滝川第二は樋口(写真右)と浜口の2トップを中心に攻めるが、最後までゴールは奪えず 【鷹羽康博】

 予想通りのアタッキング合戦。しかし、スコアは予想に反し、タイムアップまで動かなかった。
 攻撃力を売りにするチーム同士の対戦。2トップのオフ・ザ・ボールの動きを生かして、シンプルかつ正確に前線にクサビを当てて攻撃を仕掛けてくる滝川第二と、前線の5人が矢継ぎ早にドリブルと縦へのパスでゴールに迫っていく立正大淞南。共にリスクを冒してでも前に出てくるチームとあって、壮絶な打ち合いが予想されていた。

 実際、試合はお互いに持ち味を出した白熱の好ゲームとなった。めまぐるしく変わる攻守と、最後まで攻め切る攻撃で、場内を沸かすシーンが多かった。
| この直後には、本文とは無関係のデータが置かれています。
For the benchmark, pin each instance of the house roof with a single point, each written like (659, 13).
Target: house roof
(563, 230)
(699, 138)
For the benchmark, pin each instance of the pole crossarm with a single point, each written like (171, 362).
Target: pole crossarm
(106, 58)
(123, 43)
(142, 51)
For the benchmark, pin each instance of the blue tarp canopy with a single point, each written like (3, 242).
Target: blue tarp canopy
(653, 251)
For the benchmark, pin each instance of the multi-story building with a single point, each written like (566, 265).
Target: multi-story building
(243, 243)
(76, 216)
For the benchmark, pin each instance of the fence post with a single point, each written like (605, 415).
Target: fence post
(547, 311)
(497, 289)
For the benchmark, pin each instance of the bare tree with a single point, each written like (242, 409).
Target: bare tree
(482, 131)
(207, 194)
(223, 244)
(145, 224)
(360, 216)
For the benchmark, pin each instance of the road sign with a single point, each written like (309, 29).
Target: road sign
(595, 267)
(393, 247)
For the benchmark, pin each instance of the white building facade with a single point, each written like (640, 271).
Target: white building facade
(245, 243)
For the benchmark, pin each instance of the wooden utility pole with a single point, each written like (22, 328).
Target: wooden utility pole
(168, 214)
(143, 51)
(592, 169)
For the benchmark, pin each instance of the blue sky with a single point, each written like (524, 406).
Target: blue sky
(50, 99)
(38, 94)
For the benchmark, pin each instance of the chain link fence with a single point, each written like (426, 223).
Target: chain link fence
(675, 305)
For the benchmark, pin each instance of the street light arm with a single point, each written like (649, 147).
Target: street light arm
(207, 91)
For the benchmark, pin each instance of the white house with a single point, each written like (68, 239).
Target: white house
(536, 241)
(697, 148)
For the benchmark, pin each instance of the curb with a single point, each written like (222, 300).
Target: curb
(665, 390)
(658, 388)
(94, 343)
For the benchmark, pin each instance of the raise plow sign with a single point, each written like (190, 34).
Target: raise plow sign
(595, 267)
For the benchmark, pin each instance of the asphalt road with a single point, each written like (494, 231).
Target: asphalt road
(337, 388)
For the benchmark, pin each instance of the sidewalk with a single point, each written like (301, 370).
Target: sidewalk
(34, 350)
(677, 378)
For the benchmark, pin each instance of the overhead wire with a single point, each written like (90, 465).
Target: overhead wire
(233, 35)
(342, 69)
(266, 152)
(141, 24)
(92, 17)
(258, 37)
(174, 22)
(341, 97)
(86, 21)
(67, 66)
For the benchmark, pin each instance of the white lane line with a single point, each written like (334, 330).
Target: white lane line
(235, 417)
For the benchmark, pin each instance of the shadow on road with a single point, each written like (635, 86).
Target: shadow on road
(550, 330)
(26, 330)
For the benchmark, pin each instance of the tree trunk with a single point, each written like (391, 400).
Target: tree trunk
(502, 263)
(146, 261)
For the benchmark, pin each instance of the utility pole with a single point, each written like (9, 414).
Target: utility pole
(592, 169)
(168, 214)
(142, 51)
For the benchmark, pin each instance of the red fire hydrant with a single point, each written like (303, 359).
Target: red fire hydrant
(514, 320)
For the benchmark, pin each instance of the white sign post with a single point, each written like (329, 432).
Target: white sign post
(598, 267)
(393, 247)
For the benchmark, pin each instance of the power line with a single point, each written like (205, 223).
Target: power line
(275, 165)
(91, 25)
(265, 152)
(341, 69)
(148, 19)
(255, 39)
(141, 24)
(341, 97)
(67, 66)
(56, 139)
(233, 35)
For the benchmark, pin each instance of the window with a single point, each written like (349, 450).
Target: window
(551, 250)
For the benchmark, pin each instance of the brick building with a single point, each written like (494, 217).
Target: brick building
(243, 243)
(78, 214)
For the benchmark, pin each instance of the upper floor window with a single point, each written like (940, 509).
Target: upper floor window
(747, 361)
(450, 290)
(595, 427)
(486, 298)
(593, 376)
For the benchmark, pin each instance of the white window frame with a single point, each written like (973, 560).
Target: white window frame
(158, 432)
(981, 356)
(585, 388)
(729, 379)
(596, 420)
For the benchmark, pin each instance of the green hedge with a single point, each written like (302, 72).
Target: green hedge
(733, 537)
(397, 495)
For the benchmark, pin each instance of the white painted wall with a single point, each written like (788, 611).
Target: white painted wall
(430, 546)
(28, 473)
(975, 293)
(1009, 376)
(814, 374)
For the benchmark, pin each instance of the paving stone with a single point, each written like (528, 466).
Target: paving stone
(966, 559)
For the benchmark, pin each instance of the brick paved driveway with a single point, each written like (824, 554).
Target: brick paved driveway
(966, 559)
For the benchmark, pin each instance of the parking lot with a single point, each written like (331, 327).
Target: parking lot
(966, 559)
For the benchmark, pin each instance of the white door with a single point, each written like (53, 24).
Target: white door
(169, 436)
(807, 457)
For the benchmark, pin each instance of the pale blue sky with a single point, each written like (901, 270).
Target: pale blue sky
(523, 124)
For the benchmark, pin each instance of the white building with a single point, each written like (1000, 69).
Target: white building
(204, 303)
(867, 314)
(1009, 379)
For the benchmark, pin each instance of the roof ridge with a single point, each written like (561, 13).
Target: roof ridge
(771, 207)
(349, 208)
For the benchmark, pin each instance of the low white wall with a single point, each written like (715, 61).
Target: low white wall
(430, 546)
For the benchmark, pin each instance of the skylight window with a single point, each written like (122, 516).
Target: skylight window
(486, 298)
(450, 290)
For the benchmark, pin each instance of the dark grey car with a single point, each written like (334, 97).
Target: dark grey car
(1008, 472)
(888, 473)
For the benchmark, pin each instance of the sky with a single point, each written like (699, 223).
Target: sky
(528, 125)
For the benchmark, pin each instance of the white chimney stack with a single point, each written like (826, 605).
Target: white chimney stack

だが、ゴールは遠かった。
 前半は滝川第二ペース。樋口寛規と浜口孝太の2トップが相手の高いディフェンスラインの裏を果敢に狙うと、右MF本城信晴と左MF恵龍太郎が早い段階でクロスを供給する。相手の明確な狙いを持った攻撃の前に、立正大淞南の守備陣は後手に回るが、それでも竹内洸と中村謙吾の両センターバックを中心に中央の守備を固めて対応。すると今度は、滝川第二がセットプレーからゴールをこじ開けにかかる。しかし、前半だけで6本のCKはいずれもはじき返され、ゴールには至らなかった。

 後半、流れは一変し、今度は立正大淞南の狙いがハマる。「もっと縦に行け! アグレッシブにやれ!」という南健司監督のゲキを受けた選手たちは、ボールを奪うと、池田拓生と新里大地の2トップ、トップ下の徳永裕次、左の小田悠太、右の加藤大樹の前線の5人が一気に動き出した。「早めに前につけて、そこからドリブルを仕掛ける」(南監督)という明確な狙いの下、前にいる選手に早くパスを出し、受けた選手がドリブルを開始すると、周囲もゴールに向かって走り出し、奪われた時のセカンドボールを拾い、そこからの展開での崩しを狙っていく。

 53分には加藤のスルーパスから池田が抜け出しGKと1対1になるが、放ったシュートは枠の外。57分には中央の加藤から左の小田に展開すると、小田の仕掛けからの折り返しを、再び加藤が詰めるが、これはDFの体を張ったブロックに遭った。
 立正大淞南の猛攻に、滝川第二も黙ってはいない。63分には左サイドでボールキープした本城のカットインから、MF谷口智紀が狙い澄ましたミドルシュートを放つが、これは右ポストを直撃する。72分にはFKから樋口がシュートしたボールを浜口がさらにシュート。これはGKのセーブに阻まれると、79分には左サイドを突破した本城のライナーのクロスを、中央に飛び込んだ樋口が見事なワントラップから強烈なシュートを放つが、これもGK三山大輝のファインセーブに阻まれた。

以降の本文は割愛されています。